Tapi tunggu dulu, tidak semua tokoh politisi muda
membawa dampak yang buruk bagi demokrasi bangsa ini.Saat ini perlahan namun
pasti, mulai bermunculan tokoh – tokoh pemuda yang dianggap memiliki integritas
yang baik dan mampu membawa perubahan bagi bangsa. Nama – nama seperti Anies
Baswedan, Joko Widodo, Basuki Tjahya Purnama (Ahok), bahkan ketua KPK Abraham
Samad seolah menjadi cahaya – cahaya kecil yang membawa harapan yang begitu
besar dari rakyat Indonesia terhadap kinerja politisi muda. Kehadiran mereka
dalam politik nasional seolah menegaskan kembali bahwa tidak semua politisi
muda “dapat dibeli” ideologinya dengan uang.Mereka juga seolah mendeklarasikan
bahwa sudah saatnya bangsa ini dipimpin oleh seorang pemuda.Seorang pemimpin
yang mempunyai kecepatan tinggi dalam setiap pengambilan kebijakan dan sudah
pasti mengutamakan kepentingan rakyatnya, bukan hanya golongannya atau
partainya saja, seperti yang tengah terjadi saat ini.
Anies Baswedan, tokoh pemuda yang dikenal dengan
program “Indonesia Mengajar”nya ini dianggap berkontribusi besar dalam mencerdaskan
kehidupan bangsa. Abraham Samad, seorang pemuda yang dinilai tidak memiliki
rasa takut dalam memberantas korupsi satu – persatu mulai menumbangkan politisi
senior yang terlibat kasus korupsi yang bahkan selama ini dianggap “kebal hukum”.
Diantaranya adalah, Paskah Suzetta, Sofyan Usman, serta Daniel Tandjung.Dan
apresiasi yang lebih tentu layak kita berikan kepada Jokowi dan Ahok, dua tokoh
pemuda yang dengan beraninya “memporak – porandakan” kebobrokan sistem pemerintahan
Daerah Khusus Ibu Kota Jakarta.
Dinilai memiliki kecepatan (speed)yang
tinggi dalam proses pengambilan keputusan, Jokowi dan Ahok semakin dicintai
oleh rakyatnya sendiri. Belum genap 6 bulan menjabat, sudah banyak kebijakan
yang mereka putuskan yang dinilai pro rakyat, seperti kartu “Jakarta Sehat”, pemanfaatan
kembali rusunawa – rusunawa yang selama ini terbengkalai, dan yang paling
fenomenal adalah mulai diwacanakan kembali mega proyek MRT yang disinyalir
memakan dana yang cukup besar. Tentu bukanlah suatu masalah apabila dana yang
sebagian besar bersumber dari pajak yang dibayarkan oleh rakyat tersebut
kemudian digunakan untuk memenuhi kepentingan rakyat itu sendiri.
Dari sinilah, penulis mengambil kesimpulan bahwa
sudah saatnya generasi muda untuk bangkit dan memimpin demokrasi bangsa ini
dengan berbasiskan pada kepentingan rakyat kecil!.Peran pemuda sangat
diperlukan tidak sekedar mengejar ketertinggalan dari negeri tetangga, bahkan
peran tersebut mampu untuk membuat bangsa ini mengungguli bangsa – bangsa lain.

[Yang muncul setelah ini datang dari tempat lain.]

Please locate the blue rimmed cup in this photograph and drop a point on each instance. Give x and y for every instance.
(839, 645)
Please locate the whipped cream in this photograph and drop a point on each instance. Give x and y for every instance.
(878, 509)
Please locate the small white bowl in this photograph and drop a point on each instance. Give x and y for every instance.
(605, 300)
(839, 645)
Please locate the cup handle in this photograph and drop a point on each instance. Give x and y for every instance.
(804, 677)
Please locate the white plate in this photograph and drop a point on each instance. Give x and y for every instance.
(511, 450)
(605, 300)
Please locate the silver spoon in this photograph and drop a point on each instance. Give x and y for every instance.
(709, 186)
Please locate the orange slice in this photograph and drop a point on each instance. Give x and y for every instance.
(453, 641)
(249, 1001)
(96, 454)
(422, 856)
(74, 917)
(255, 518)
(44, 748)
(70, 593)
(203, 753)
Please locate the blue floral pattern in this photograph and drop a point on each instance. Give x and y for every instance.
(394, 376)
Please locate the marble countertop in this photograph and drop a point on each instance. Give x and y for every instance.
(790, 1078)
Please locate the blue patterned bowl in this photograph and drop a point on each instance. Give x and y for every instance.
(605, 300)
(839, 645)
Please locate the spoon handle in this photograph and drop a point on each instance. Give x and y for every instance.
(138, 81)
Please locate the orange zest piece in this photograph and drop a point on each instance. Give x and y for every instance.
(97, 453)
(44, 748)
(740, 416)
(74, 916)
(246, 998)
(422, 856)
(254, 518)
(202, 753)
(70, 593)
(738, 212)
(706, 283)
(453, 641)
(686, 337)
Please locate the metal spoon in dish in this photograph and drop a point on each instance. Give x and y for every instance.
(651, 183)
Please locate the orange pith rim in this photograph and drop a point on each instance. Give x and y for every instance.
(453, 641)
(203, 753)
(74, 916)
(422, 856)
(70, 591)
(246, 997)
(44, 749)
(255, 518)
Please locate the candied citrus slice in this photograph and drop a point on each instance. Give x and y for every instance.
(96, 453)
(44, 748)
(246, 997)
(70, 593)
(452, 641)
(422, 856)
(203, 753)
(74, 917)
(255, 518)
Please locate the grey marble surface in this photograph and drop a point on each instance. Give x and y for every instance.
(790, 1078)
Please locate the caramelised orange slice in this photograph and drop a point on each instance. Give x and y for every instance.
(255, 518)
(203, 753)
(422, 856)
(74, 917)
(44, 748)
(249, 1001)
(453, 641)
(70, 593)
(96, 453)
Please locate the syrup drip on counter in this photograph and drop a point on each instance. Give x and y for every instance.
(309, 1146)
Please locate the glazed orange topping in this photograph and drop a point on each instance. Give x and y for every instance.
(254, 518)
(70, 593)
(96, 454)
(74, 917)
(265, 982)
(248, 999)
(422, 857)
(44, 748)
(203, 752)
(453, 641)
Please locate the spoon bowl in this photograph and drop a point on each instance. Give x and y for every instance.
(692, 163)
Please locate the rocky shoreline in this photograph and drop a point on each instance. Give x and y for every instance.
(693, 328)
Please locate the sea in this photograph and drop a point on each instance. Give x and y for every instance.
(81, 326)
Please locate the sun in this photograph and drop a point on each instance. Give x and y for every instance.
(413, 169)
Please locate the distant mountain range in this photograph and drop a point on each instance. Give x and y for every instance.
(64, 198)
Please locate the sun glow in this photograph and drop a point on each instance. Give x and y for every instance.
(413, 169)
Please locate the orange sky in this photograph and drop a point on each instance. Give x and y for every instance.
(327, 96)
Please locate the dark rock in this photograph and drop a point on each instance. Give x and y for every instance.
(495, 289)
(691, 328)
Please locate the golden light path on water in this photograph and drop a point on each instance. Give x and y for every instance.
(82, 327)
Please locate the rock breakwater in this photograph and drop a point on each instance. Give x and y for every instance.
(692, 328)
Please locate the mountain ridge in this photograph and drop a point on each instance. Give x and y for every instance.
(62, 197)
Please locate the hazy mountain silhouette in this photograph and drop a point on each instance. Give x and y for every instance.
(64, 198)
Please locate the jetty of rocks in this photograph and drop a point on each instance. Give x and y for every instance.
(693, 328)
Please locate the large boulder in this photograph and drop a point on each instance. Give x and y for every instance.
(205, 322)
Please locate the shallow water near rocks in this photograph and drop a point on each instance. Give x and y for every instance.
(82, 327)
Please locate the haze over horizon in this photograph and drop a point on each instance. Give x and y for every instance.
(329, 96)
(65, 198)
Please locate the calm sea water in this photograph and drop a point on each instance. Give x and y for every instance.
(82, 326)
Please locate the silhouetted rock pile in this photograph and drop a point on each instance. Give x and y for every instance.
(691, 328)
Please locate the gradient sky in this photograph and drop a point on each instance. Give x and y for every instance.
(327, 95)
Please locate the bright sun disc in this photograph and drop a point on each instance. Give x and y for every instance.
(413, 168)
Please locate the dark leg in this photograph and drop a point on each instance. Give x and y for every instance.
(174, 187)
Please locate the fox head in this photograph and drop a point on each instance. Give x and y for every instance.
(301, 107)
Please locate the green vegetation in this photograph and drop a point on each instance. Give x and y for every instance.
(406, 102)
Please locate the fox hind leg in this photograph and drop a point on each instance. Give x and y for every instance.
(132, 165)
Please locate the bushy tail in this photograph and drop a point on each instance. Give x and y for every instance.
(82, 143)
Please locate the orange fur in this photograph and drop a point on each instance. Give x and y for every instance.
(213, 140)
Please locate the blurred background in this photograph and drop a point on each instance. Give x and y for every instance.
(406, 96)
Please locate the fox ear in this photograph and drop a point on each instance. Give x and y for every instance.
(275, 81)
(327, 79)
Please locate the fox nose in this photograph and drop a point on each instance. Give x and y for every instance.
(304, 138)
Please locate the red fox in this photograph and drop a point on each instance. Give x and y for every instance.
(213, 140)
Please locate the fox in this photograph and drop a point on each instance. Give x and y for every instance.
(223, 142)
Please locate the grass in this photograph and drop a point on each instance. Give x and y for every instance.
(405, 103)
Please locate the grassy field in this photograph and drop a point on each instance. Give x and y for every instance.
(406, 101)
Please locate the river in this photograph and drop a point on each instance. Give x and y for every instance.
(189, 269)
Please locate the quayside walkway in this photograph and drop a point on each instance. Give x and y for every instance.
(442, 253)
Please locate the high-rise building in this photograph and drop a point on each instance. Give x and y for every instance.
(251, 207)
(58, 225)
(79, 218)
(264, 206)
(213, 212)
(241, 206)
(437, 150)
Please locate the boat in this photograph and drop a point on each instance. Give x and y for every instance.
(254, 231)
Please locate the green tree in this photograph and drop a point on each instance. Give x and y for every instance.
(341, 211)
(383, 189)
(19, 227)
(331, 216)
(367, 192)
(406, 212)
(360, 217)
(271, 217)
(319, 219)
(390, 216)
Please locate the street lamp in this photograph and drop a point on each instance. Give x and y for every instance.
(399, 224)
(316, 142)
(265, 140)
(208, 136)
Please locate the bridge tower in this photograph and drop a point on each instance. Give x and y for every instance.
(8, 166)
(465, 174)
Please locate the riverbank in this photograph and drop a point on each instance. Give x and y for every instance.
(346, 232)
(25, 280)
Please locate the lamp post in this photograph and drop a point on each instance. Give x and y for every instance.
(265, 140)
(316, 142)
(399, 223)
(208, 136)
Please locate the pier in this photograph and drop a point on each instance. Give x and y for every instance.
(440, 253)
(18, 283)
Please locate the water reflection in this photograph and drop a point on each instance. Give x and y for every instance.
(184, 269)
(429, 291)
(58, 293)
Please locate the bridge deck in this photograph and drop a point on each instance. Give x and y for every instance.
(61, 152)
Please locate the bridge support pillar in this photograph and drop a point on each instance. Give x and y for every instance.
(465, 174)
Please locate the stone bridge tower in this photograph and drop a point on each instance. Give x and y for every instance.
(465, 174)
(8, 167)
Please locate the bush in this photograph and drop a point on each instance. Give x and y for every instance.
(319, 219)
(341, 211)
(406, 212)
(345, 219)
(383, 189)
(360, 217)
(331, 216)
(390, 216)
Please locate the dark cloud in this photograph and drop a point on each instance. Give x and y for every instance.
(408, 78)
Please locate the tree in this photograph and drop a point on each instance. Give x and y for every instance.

Besar harapan kita kepada politisi muda yang memiliki rekam jejak yang baik
serta mendahulukan kepentingan rakyat, bukan mereka yang selalu mengutamakan kebutuhan
partai.Terbukti, politisi muda seperti Jokowi, Ahok, Anies Baswedan, serta
Abraham Samad yang dianggap “pro rakyat” semakin dicintai oleh masyarakat dan
kiprahnya di dunia politik semakin gemilang. Sedangkan politisi muda yang “me-nomor
satukan” partainya seperti Angelina Sondakh, Anas Urbaningrum, Andi
Mallarangeng, serta Nazaruddin, seolah silih berganti diperiksa hingga akhirnya
di tahan oleh KPKdan dianggap gagal dalam mengurus negeri ini.
Dengan begitu, tentu kita harus menghapus paradigma
yang selama ini berkembang bahwa politik tidak hanya milik kalangan politisi
senior.Politik juga milik kalangan pemuda, generasi yang penuh semangat untuk
terciptanya negeri yang adil dan sejahtera.Tentu alangkah bijaknya apabila para
politisi senior bersedia memberikan kesempatan kepada para tokoh politisi muda
untuk menunjukan integritas dan kapabilitasnya dalam memimpin negeri Indonesia.